One hundred and seventy-five years ago, last Saturday, March 6, around 1500 (by most counts) Mexican soldiers overran the Alamo, killing every combatant.

Most accounts of the battle place Bowie in a back room of the low barracks, sprawled on his bunk with two pistols in his hand and his knife between his teeth.

Battering rams slam into the door to his room, smashing it open. Mexican soldiers, teeth bared in feral savagery, charge him, bayonets gleaming.

He kills two with his pistols, another with his knife before dozens of bayonets penetrate him.

Sound familiar?

Whether the story is true or not is uncertain, just as many of the legends that surrounded Bowie and his famous knife, which incidentally was designed by his brother, Rezin.
The Bowie brothers wore many guises, among them land speculators, slavers, gamblers, and devil-may-care ruffians, caught up in adventures from the Sand Bar Fight to the Alamo.

This thirst for adventure probably came from their Scot ancestry and their most famous ancestor, Rob Roy. Jim’s Pa, Rezin Sr, according to Jeff Lee, rode with Swamp fox Francis Marion’s dragoons during the Revolutionary war.

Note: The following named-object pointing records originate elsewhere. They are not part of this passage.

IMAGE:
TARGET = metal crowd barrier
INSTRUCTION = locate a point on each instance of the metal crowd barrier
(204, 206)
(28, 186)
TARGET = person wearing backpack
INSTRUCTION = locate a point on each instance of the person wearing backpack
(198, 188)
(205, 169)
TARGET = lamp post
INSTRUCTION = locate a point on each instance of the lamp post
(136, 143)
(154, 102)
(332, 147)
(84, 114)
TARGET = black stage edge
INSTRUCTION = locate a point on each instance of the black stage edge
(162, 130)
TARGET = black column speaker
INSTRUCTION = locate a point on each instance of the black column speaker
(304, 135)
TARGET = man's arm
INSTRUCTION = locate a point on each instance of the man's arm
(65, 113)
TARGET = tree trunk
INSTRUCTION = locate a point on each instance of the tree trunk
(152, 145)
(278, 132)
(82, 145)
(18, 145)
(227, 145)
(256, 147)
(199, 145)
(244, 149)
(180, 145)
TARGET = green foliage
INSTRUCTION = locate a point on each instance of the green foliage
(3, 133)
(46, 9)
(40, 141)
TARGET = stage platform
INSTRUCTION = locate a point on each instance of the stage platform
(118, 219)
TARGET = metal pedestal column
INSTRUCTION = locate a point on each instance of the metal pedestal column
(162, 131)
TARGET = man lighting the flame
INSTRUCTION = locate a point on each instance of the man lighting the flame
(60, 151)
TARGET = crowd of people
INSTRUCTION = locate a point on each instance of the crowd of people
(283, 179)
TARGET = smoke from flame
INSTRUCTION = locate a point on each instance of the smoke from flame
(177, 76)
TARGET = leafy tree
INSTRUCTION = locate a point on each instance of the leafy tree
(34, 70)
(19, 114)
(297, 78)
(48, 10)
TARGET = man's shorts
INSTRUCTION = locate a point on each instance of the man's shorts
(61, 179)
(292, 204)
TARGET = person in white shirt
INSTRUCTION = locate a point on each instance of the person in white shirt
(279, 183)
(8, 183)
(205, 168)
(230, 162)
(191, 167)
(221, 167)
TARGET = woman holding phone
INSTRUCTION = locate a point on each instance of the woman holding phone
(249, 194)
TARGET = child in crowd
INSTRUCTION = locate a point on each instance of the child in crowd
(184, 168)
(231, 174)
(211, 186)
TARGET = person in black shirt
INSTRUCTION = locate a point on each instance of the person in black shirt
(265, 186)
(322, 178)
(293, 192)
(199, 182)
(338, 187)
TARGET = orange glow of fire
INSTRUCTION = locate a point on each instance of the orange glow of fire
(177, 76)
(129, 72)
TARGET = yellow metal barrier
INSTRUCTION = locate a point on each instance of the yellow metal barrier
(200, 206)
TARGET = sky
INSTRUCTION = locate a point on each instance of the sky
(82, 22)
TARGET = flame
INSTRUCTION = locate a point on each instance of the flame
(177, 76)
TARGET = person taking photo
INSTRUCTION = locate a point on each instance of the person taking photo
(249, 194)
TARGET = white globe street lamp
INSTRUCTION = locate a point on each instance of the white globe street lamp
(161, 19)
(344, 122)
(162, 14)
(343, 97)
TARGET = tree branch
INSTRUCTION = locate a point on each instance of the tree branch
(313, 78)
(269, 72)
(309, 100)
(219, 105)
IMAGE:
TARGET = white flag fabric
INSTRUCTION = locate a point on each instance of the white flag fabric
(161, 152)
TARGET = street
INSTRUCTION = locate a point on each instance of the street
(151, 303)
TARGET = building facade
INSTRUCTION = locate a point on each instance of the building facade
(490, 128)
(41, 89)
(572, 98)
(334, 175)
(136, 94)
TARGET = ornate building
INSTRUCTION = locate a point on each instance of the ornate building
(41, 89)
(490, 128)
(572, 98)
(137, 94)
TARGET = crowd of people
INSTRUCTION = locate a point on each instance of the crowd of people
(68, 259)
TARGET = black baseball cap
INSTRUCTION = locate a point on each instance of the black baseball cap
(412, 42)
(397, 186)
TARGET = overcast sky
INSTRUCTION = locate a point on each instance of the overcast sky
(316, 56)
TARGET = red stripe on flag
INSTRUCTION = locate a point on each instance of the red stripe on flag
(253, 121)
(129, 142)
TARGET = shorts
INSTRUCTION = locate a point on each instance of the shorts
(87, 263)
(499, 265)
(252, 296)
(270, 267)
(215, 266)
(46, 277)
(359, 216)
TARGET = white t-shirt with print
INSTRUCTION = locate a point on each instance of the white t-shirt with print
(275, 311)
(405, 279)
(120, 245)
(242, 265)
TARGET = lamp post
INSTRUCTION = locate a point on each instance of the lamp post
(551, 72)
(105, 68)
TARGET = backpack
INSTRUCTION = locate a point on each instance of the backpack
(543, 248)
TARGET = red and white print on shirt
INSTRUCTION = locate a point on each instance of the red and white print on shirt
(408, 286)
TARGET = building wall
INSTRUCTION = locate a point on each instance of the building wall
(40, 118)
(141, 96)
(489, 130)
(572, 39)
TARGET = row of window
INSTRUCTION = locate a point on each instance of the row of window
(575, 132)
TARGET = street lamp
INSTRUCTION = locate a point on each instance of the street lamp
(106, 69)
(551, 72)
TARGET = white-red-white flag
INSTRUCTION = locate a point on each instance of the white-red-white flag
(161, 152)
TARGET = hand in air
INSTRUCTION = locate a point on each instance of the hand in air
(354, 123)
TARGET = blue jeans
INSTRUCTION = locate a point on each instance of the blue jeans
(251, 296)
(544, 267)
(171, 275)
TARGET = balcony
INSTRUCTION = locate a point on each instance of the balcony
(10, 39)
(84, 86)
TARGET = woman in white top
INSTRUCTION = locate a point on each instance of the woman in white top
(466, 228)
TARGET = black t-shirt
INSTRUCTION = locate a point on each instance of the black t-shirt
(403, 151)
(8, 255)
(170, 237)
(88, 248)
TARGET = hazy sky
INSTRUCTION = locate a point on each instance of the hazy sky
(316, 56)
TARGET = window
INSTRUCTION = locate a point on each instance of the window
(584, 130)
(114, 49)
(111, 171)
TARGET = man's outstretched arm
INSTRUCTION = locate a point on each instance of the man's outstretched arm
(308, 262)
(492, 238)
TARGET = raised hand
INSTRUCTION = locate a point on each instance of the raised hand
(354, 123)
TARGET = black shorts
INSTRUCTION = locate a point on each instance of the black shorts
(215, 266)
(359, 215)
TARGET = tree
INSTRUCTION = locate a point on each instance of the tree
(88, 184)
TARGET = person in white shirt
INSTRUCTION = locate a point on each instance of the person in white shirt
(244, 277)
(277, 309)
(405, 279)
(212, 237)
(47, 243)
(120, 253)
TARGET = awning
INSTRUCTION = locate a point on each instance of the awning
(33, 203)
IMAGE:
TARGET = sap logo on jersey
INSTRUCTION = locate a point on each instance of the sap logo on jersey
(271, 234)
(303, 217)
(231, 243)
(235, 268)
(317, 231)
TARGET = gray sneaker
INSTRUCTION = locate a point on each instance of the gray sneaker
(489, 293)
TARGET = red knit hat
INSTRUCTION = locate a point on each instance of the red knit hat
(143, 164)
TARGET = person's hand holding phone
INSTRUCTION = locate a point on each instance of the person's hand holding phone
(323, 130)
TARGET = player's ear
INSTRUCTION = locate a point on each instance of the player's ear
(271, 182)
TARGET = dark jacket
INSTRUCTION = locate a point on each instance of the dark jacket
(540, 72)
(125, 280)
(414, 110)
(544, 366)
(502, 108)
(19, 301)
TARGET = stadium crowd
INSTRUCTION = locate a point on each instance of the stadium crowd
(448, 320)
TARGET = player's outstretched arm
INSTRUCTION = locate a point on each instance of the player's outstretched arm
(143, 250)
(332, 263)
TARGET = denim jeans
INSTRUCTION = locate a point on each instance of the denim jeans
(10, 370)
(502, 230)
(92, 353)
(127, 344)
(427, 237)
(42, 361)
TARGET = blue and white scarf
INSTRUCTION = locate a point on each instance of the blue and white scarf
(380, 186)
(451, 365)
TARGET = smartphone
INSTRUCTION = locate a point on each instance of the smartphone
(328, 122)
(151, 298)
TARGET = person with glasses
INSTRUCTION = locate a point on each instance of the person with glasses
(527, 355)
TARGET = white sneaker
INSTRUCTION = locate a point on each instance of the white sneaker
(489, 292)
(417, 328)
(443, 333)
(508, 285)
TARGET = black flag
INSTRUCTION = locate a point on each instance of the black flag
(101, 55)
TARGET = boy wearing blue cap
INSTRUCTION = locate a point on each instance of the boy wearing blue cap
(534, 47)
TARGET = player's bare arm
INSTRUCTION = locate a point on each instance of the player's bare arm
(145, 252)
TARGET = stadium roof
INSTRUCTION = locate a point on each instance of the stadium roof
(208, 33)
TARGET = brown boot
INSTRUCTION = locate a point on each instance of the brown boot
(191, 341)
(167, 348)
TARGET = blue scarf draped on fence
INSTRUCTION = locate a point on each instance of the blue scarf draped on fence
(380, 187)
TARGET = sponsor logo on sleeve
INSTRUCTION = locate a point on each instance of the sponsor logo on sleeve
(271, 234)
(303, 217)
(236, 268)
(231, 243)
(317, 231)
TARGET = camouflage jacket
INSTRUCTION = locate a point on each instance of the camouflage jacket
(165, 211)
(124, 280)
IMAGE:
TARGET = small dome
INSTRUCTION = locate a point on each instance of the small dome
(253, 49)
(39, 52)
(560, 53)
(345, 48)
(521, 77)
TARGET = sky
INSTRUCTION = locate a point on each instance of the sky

Bowie settled in Mexico in 1828, married, and became a respected citizen of the community despite some shady dealings. In 1830, he answered the call for Texas Volunteers.

When the siege of the Alamo began, Bowie was forty, a seasoned frontiersman and Indian fighter. As researcher Jeff Lee states, Bowie was absolutely fearless. He commanded the volunteers in the Alamo.

Twenty-six-year-old Travis, sometimes moody, commanded the regulars with stern discipline

The difference in their ages and philosophy of discipline portended angry and violent disagreements concerning command of the garrison.

That he was bed-ridden that last day is fact, but what brought about the incapacitation is still argued.

One story is that while helping construct a gun garrison, he fell off the scaffold and broke either his hip or leg.

Others have called this story “hogwash” says Mister Lee.

Some say he suffered from tuberculosis, diphtheria or typhoid-pneumonia.

He went to his sick bed around February 22 or 23 in the Low Barracks.

One fact on which most agree is that he was killed in his bunk except for his nurse,
Madame Candelaria. She claimed he died the day before the final onslaught. However, years later in a newspaper interview, she contradicted her initial story when she showed two wounds on her back, swearing she received when she threw herself over Bowie to shield him from the Mexicans.

Bowie, most agree, must have lived until the end of the battle because the Low Barracks was the last to fall. Was he killed in his bunk? Most believe so.

But, according to Jeff Lee, one of the most chilling reports “claimed that as the funeral pyres blazed high and soldiers heaped dead Texans on the pile, some soldiers carried out a man on a cot, a man the captain of the detail identified as “no other than the infamous Bowie.” Although the man was still alive, Santa Anna ordered him thrown into the fire along with the rest.”

Would Santa Anna be so cruel?

Probably, if the man were a Mexican citizen fighting in the Texan army. And Jim Bowie was a Mexican citizen, having married nineteen-year-old Ursula Veramendi in April 1831, the daughter of Don Juan Veramendi, the vice-governor of Coahuila-Texas.

In Santa Anna’s eye, Jim Bowie was a traitor. And as such deserved no mercy.

And for most of us, his place as the last to die at the Alamo is firmly entrenched in our beliefs.